Niedrigdosiertes Statin schützt Herz und Hirn von Diabetikern

Atorvastatin senkt Risiko für kardiovaskuläre Ereignisse und Schlaganfälle / Ergebnis einer placebokontrollierten Studie mit 2838 Typ-2-Diabetikern

KÖLN (grue). Ein niedrigdosiertes Statin kann das kardiovaskuläre Risiko von Typ-2-Diabetikern reduzieren. Die Ergebnisse der CARDS-Studie unterstreichen die Bedeutung der Primärprävention bei diesen Patienten.

In die Studie CARDS (Collaborative Atorvastatin Diabetes Study) wurden 2838 Typ-2-Diabetiker mit mindestens einem kardiovaskulären Risikofaktor (Hypertonie, Retinopathie, Albuminurie oder Rauchen) aufgenommen, die aber noch keine manifeste Erkrankung der großen Gefäße hatten. Zur Primärprävention erhielten sie doppelblind 10 mg Atorvastatin (Sortis®) oder Placebo.

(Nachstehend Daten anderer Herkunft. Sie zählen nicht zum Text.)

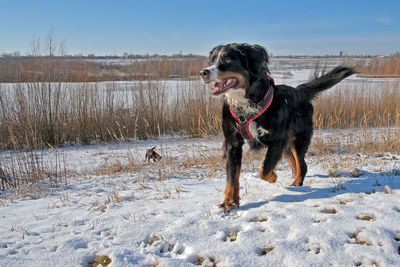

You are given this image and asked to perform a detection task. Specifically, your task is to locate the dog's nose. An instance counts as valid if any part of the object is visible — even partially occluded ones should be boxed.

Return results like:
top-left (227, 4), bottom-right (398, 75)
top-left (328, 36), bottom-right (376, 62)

top-left (200, 69), bottom-right (210, 78)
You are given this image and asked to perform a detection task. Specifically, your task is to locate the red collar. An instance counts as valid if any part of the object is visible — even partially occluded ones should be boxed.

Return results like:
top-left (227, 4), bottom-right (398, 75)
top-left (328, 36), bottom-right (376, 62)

top-left (229, 77), bottom-right (275, 141)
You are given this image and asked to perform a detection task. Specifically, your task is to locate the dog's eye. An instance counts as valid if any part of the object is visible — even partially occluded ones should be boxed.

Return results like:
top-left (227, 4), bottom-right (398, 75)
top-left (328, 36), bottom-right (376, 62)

top-left (224, 57), bottom-right (232, 64)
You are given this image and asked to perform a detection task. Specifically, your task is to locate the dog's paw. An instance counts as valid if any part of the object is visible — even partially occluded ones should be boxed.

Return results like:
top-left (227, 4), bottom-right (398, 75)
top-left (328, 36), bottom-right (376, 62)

top-left (291, 178), bottom-right (303, 186)
top-left (218, 203), bottom-right (239, 212)
top-left (259, 168), bottom-right (278, 183)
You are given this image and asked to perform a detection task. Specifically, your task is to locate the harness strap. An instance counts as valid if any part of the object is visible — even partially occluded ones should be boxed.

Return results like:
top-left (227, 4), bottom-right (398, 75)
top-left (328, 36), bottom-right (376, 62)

top-left (229, 77), bottom-right (275, 141)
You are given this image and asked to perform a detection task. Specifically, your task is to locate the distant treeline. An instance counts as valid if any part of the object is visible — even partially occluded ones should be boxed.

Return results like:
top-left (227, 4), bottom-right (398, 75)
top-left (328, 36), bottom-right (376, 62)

top-left (0, 54), bottom-right (207, 83)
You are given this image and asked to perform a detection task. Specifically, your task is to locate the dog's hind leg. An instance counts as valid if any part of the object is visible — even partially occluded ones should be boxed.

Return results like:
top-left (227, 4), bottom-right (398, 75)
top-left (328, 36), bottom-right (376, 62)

top-left (291, 132), bottom-right (312, 186)
top-left (283, 147), bottom-right (298, 179)
top-left (259, 142), bottom-right (286, 183)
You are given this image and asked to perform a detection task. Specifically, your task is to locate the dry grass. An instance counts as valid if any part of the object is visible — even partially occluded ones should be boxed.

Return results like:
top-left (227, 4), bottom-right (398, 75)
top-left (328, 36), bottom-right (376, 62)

top-left (89, 255), bottom-right (112, 267)
top-left (313, 82), bottom-right (400, 129)
top-left (358, 53), bottom-right (400, 78)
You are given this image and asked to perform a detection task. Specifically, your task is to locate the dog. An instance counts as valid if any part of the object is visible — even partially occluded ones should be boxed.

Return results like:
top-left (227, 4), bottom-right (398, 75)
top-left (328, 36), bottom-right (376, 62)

top-left (200, 43), bottom-right (355, 212)
top-left (144, 147), bottom-right (162, 162)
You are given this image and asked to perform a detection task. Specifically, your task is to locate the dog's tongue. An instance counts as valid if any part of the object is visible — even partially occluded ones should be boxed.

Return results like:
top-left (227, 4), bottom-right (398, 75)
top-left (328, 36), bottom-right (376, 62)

top-left (210, 82), bottom-right (224, 94)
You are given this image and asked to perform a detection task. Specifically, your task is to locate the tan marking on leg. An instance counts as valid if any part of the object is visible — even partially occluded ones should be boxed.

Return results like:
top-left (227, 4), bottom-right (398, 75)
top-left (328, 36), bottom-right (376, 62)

top-left (259, 167), bottom-right (278, 183)
top-left (220, 167), bottom-right (240, 212)
top-left (291, 147), bottom-right (301, 186)
top-left (283, 153), bottom-right (297, 179)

Wie Professor Werner Scherbaum vom Diabetes-Forschungsinstitut in Düsseldorf bei einer Veranstaltung des Unternehmens Pfizer in Köln berichtet hat, waren die Blutfettwerte der Studienteilnehmer nur leicht erhöht; das mittlere Gesamt-Cholesterin betrug 207 mg/dl und das LDL-Cholesterin lag bei 119 mg/dl.

"Bei solchen Werten dachte man bisher kaum an eine Primärprävention", sagte Scherbaum, "umso erstaunlicher sind die Effekte, die sich mit dem Statin erzielen lassen".

Die CARDS-Studie wurde nach 3,9 Jahren vorzeitig beendet, weil die Verum-Gruppe einen hochsignifikanten Vorteil hatte. Die absolute Risikoreduktion lag bei 3,7 Prozent. Die Inzidenz schwerer kardiovaskulärer Ereignisse war mit Atorvastatin im Vergleich zu Placebo um 37 Prozent niedriger, die Häufigkeit der Schlaganfälle um 48 Prozent geringer. Bei der Gesamtmortalität wurde mit einer relativen Risikoreduktion von 27 Prozent die Signifikanz nur knapp verfehlt.

Der Nutzen von Atorvastatin war unabhängig von den Lipid-Ausgangswerten, dem Alter und dem Geschlecht der Patienten, so Scherbaum. Mit dem Statin erreichten 80 Prozent der Patienten einen LDL-Wert von 100 mg/dl, das waren mehr als dreimal soviel wie zu Studienbeginn. Die niedrigdosierte Statin-Therapie hatte keine Nebenwirkungen auf Muskel oder Leber. Sie gelte in der Langzeittherapie als sicher und verträglich, sagte Scherbaum.